The Formal Theory Of Probability, Interpretations Of Probability, Some Recent Developments, Some Applications Of Probability



"Probability is the very guide of life," Bishop Butler wrote in 1736. Probability judgments of the efficacy and side effects of a pharmaceutical drug determine whether it is approved for release to the public. The outcome of a civil trial hinges on the jurors' opinions about the probabilistic weight of evidence. Geologists calculate the probability that an earthquake of a certain intensity will hit a given city, and engineers accordingly build skyscrapers with specified probabilities of withstanding such earthquakes. Probability undergirds even measurement itself, since the error bounds that accompany measurements are essentially probabilistic confidence intervals. We find probability wherever we find uncertainty—that is, almost everywhere in our lives.

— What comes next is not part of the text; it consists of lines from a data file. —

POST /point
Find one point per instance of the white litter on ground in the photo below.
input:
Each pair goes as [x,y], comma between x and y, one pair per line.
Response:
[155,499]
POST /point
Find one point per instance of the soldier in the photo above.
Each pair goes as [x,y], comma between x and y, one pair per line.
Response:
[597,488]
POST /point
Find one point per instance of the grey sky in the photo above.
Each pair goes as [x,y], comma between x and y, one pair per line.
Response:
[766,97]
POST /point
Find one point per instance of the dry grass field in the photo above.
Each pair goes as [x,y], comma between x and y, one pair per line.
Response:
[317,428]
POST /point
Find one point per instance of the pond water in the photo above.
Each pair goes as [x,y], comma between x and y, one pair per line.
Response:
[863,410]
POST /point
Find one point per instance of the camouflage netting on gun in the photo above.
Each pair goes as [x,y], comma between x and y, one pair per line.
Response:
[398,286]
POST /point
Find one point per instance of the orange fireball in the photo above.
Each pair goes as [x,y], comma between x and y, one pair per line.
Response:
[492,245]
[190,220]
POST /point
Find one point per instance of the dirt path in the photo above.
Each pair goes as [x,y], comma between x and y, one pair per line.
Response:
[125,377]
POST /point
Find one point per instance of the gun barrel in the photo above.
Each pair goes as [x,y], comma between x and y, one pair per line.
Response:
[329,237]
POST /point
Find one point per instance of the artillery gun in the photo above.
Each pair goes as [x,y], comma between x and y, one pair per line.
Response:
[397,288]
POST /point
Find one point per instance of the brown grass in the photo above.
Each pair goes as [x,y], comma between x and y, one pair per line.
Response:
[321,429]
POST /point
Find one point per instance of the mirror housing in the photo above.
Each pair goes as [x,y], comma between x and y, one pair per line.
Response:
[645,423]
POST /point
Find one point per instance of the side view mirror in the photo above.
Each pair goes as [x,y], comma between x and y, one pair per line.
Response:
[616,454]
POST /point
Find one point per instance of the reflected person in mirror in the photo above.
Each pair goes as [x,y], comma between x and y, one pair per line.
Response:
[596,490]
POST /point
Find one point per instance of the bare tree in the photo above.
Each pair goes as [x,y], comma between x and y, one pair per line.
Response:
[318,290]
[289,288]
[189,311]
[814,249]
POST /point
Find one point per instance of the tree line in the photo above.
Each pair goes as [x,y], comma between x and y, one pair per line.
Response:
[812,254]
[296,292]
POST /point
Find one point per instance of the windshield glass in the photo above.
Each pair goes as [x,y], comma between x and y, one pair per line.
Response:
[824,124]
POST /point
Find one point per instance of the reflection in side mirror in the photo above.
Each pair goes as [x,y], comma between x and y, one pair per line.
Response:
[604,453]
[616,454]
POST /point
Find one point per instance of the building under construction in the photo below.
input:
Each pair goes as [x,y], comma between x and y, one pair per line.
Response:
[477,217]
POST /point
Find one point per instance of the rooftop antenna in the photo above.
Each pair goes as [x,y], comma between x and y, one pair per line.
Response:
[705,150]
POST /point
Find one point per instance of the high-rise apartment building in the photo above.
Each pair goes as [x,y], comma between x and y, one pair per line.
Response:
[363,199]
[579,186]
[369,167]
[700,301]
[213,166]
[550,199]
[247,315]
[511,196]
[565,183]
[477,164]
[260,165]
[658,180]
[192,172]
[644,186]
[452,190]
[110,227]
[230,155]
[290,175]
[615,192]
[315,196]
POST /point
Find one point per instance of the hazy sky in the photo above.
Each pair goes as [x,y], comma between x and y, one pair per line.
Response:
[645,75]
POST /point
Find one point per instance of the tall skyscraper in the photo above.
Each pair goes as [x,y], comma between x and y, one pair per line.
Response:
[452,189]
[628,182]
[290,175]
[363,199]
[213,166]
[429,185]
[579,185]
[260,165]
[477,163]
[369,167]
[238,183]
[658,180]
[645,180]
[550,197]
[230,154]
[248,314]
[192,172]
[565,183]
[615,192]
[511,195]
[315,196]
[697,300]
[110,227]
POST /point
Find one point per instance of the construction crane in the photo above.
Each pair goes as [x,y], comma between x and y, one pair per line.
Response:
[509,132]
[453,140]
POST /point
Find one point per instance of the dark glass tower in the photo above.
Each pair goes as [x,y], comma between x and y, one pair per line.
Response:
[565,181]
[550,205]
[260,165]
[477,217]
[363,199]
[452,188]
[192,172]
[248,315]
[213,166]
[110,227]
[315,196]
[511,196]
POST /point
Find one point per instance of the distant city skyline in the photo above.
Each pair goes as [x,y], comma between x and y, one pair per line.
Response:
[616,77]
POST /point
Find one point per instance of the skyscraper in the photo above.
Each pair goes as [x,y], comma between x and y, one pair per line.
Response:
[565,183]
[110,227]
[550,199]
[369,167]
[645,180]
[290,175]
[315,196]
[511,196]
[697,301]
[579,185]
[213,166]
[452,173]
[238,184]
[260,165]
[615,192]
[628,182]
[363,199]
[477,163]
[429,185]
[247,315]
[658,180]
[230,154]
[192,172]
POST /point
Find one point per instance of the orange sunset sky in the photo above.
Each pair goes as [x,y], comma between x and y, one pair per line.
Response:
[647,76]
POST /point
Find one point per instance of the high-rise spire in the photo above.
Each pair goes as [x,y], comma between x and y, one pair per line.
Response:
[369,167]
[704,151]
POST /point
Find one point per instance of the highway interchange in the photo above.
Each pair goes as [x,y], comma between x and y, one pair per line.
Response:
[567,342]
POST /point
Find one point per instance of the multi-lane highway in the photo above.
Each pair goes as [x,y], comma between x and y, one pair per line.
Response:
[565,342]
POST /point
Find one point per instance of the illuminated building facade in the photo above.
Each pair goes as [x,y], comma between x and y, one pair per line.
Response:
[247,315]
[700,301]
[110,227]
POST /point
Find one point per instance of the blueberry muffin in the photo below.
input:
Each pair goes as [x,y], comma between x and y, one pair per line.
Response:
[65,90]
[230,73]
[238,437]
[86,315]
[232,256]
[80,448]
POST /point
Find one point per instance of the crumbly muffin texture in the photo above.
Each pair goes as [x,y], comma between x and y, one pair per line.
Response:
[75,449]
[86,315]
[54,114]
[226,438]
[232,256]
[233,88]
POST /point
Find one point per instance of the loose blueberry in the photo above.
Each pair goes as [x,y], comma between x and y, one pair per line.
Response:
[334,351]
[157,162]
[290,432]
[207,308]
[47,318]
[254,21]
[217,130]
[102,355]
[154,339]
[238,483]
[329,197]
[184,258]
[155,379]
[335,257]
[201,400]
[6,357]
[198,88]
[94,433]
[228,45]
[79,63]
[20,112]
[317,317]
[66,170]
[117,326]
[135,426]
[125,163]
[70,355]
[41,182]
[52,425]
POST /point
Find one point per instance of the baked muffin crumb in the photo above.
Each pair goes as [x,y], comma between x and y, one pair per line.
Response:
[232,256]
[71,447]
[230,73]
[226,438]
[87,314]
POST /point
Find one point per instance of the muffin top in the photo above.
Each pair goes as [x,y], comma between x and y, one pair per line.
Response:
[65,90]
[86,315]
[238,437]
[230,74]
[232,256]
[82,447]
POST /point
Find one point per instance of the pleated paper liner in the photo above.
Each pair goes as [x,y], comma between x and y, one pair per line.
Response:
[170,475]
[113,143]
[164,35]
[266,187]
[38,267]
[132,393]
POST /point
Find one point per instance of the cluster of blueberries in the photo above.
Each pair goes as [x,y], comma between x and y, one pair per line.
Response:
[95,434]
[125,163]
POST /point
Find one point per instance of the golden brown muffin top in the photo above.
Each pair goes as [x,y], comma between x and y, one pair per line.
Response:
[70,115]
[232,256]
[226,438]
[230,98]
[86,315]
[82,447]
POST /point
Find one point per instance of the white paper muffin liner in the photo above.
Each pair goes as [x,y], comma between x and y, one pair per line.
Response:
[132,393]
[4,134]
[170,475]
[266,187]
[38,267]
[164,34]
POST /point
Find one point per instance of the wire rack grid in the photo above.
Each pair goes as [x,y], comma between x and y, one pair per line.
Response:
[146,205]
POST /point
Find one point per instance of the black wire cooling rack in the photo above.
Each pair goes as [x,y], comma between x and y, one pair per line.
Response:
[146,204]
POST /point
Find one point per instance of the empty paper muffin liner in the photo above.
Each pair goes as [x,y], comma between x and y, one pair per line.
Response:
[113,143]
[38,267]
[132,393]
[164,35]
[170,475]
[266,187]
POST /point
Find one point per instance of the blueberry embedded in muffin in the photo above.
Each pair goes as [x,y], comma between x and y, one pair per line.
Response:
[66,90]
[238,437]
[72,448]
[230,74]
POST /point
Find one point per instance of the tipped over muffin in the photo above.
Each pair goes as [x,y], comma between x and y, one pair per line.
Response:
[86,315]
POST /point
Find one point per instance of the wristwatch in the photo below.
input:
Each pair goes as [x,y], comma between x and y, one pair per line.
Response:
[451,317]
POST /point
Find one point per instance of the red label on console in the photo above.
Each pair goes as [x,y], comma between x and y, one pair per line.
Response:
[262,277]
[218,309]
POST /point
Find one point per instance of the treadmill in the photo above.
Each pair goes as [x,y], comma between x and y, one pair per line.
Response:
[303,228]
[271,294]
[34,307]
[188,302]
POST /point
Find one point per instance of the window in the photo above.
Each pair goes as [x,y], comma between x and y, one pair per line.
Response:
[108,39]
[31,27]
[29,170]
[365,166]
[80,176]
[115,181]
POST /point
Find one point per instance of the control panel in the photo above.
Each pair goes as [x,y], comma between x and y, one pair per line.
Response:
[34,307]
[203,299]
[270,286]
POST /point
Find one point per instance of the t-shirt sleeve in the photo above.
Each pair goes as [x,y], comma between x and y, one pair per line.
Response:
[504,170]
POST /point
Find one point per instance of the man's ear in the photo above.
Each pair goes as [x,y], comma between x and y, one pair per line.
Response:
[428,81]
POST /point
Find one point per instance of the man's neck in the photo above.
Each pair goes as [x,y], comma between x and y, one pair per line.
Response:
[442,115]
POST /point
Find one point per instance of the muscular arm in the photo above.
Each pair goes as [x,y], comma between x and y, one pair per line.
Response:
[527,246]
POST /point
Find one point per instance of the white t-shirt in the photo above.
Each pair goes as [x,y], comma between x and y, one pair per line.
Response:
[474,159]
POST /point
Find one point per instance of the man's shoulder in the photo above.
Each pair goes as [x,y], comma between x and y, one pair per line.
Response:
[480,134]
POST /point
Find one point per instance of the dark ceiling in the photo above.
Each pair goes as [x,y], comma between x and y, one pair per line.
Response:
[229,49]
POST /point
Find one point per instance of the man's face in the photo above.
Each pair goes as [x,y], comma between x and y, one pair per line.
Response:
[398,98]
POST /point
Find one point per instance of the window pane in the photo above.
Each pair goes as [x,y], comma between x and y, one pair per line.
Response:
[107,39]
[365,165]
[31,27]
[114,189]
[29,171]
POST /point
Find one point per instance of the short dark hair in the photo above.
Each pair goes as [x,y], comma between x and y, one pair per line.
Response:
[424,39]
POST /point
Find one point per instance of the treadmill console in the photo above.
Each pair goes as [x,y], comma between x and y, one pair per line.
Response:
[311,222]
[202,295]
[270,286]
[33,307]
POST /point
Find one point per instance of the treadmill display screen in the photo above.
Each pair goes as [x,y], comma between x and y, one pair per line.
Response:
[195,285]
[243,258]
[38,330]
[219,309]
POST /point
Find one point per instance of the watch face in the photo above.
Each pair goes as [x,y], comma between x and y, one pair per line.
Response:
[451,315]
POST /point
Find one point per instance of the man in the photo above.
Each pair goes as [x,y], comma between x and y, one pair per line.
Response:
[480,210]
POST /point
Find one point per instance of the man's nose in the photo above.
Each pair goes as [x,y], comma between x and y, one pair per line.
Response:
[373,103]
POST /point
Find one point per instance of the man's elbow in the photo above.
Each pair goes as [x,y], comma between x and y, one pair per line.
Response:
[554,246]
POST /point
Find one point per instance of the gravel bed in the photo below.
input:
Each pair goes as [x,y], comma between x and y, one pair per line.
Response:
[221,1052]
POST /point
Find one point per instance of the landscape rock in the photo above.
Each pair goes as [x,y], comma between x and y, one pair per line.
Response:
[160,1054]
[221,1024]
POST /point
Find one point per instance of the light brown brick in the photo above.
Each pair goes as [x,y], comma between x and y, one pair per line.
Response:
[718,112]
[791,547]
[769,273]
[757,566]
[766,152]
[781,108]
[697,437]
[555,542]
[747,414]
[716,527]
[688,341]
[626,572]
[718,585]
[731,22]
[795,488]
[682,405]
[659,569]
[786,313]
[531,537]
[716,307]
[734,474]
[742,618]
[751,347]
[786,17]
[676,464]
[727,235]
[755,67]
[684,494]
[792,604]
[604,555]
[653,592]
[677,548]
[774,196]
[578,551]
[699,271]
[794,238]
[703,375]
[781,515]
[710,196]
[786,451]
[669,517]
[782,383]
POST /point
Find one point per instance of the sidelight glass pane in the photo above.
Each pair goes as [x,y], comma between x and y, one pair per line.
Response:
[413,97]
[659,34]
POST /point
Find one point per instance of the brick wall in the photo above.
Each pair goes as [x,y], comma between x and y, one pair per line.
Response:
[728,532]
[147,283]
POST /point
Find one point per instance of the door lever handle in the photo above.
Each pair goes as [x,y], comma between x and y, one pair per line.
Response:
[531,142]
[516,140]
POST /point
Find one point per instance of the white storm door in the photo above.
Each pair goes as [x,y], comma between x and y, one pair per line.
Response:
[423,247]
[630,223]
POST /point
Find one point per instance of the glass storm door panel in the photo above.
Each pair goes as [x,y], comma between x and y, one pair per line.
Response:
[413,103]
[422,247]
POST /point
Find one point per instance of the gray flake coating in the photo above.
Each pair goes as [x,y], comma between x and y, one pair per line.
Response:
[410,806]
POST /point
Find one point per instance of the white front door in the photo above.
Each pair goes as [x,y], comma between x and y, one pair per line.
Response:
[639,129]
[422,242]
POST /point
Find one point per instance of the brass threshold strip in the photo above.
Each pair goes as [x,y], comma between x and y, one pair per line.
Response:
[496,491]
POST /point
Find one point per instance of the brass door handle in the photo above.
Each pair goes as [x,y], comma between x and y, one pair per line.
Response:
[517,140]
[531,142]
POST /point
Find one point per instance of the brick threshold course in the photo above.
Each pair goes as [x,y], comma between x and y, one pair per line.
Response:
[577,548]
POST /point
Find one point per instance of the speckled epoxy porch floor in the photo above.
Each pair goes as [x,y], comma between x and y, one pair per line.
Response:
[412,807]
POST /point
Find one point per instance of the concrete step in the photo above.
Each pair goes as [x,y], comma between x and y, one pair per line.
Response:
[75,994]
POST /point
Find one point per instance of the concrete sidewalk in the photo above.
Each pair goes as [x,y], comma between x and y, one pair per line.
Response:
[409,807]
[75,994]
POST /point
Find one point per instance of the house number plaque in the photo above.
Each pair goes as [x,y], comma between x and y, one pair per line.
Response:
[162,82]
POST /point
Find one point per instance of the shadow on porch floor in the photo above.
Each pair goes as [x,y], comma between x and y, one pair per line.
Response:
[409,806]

It is surprising, then, that probability arrived comparatively late on the intellectual scene. To be sure, a notion of randomness was known to the ancients. Epicurus, and later Lucretius, believed that atoms occasionally underwent indeterministic swerves. The twelfth-century Arabic philosopher Averroës's notion of "equipotency" might be regarded as a precursor to probabilistic notions. But probability theory was not conceived until the seventeenth century, in the correspondence between Pierre de Fermat and Blaise Pascal and in the Port-Royal Logic. Over the next three centuries, the theory was developed by such authors as Christian Huygens, Jacob Bernoulli, Thomas Bayes, Pierre Simon Laplace, the Marquis de Condorcet, Abraham de Moivre, John Venn, William Johnson, and John Maynard Keynes. Arguably, the crowning achievement was Andrei Kolmogorov's axiomatization in 1933, which put probability on a rigorous mathematical footing.